C'est cette particularité qui amène O.Peyroux à enquêter sur eux de manière approfondie.
Il s'avère que ces Doms appartiennent à un groupe spécifique, celui des "dentistes" qui gagnaient bien leur vie "en Syrie en tant que commerçants, mécaniciens ou prothésistes dentaires. Avant la guerre ces familles pratiquaient des migrations pendulaires avec le Liban ou l'Egypte.(...) (Ils) furent les premiers à quitter la Syrie (...) Après avoir passé plusieurs années à Beyrouth, le groupe des "dentistes" a majoritairement quitté le Liban par voie aérienne en raison de la dégradation des conditions de vie. Les familles prirent des vols pour Alger tant qu'elles étaient exemptées de visas pour l'Algérie. Après 2015 ce ne fut plus le cas (...) elles entreprirent un long périple par la route (...) avant de rejoindre l'Espagne, puis la France et la Belgique.

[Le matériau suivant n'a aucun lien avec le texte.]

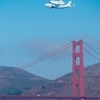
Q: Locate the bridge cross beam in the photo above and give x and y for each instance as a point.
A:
(78, 69)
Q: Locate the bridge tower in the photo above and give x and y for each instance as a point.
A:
(78, 69)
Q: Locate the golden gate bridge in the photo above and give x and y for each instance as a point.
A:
(78, 77)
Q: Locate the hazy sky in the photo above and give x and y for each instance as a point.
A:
(29, 30)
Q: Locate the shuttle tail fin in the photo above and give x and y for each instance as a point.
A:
(69, 3)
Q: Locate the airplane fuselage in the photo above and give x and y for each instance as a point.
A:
(57, 2)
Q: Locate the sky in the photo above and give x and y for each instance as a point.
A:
(29, 30)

En fonction des itinéraires, les sommes déboursées vont de 10 000 à 40 000 € par famille.Pour financer leur venue jusqu'en Europe, certaines ont dû s'adresser à des prêteurs de la communauté installés depuis une vingtaine d'années en France et en Belgique. Si des zones d'ombre subsistent sur les contreparties précises dues à cet emprunt, à leur arrivée ces familles ont reçu comme injonctions : dépôt d'une demande d'asile en Belgique et mendicité en France avec enfants, pendant des périodes données." (pp 76-78)

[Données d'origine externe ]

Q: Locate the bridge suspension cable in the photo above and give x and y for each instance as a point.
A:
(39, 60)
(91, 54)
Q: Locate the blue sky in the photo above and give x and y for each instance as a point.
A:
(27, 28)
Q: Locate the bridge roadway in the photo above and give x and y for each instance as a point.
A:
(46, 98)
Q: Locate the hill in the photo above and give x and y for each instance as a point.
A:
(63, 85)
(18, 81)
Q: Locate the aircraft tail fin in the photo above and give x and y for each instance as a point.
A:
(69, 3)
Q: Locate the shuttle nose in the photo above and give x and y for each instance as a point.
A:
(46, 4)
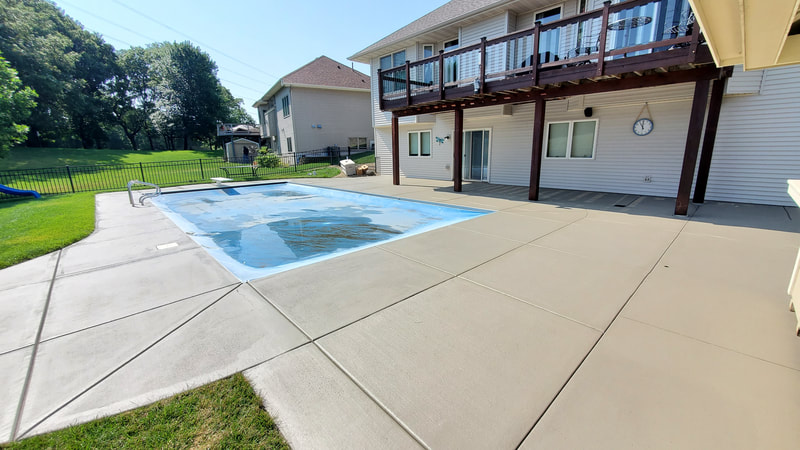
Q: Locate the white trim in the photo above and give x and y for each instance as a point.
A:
(488, 153)
(419, 146)
(571, 123)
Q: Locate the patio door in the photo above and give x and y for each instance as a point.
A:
(476, 155)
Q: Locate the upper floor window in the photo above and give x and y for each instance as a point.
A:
(550, 41)
(571, 140)
(394, 60)
(357, 143)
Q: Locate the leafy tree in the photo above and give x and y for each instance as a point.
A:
(65, 64)
(131, 96)
(188, 97)
(16, 103)
(235, 111)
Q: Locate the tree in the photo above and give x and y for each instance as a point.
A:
(16, 103)
(131, 96)
(188, 97)
(66, 65)
(235, 112)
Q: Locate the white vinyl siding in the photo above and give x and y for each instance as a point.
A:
(758, 142)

La clé de telles consignes est l'organisation d'un pompage financier maximum de leurs ressources, assorti d'une fraude administrative, par leur mise en tutelle entretenue.
Un mécanisme pervers qui se renforce au fil du temps
Cette véritable traite d'êtres humains se retrouve de plus en plus systématiquement dans les filières d'immigration clandestine. Elle repose sur l'endettement des migrants auprès des passeurs : endettement doublement favorisé par leur précarisation croissante dans les premiers pays d'accueil, voisins du leur, au fil du temps ; et par le prix croissant des passages au fil des restrictions d'entrée en Europe.

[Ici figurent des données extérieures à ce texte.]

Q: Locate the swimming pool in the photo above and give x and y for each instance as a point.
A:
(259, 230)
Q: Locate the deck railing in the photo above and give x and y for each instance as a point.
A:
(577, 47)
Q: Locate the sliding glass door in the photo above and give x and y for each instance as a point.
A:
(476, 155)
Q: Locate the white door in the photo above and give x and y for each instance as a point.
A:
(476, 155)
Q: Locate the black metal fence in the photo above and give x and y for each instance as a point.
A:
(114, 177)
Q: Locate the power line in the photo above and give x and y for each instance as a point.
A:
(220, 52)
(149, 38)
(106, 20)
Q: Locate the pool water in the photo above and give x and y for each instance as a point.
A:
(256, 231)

Les méthodes de remboursement de la dette sont diverses, mais elles ont toutes un point commun : elles reposent sur la fraude ou la pratique d'activités illégales et le maintien des migrants en situation de précarité et donc de dépendance vis-à-vis de leurs prêteurs.
L'ultime paradoxe étant, comme on l'a déjà évoqué, que les pays européens s'obstinent à pourchasser et expulser les victimes de cet esclavage moderne, et donc à préserver l'anonymat de leurs exploiteurs, au lieu de s'attaquer à ceux-ci en commençant par mettre à l'abri et à protéger leurs victimes.
Car ces réseaux criminels sont nombreux et difficiles à identifier et démanteler. Faute d'une véritable stratégie de protection systématique des victimes, on voit mal comment en venir à bout.
La solution : l'accueil et la régularisation
On le voit clairement : le trafic et la traite de main d'oeuvre repose sur le coût croissant du passage, et celui-ci croît avec les restrictions imposées à l'arrivée en Europe. Il repose également sur la précarité du statut des migrants : l'absence de titre de séjour en fait des proies idéales.
Pour ces deux raisons, l'UE doit totalement inverser sa politique migratoire si elle veut échapper à la montée du crime et de l'insécurité qui, de plus, alimente la démagogie d'extrême-droite.
Mettre les moyens nécessaires dans l'accueil, au lieu de les gaspiller dans une illusoire "sécurisation des frontières" et une tout aussi illusoire politique de "reconduite aux frontières", pratiquer une régularisation très large des sans-papiers au lieu de multiplier les injonctions souvent non suivies d'effet à quitter le territoire, constituent donc bien un enjeu politique majeur pour sauvegarder notre démocratie.
Expliquer et assumer cette double politique relèverait le niveau du débat politique et redonnerait du sens à cette même démocratie.
Post Scriptum : dans "Le Monde" du 7-1-24, un article de fond intitulé "Les jeunes migrants, soldats jetables du narcotrafic" cite Olivier PEYROUX.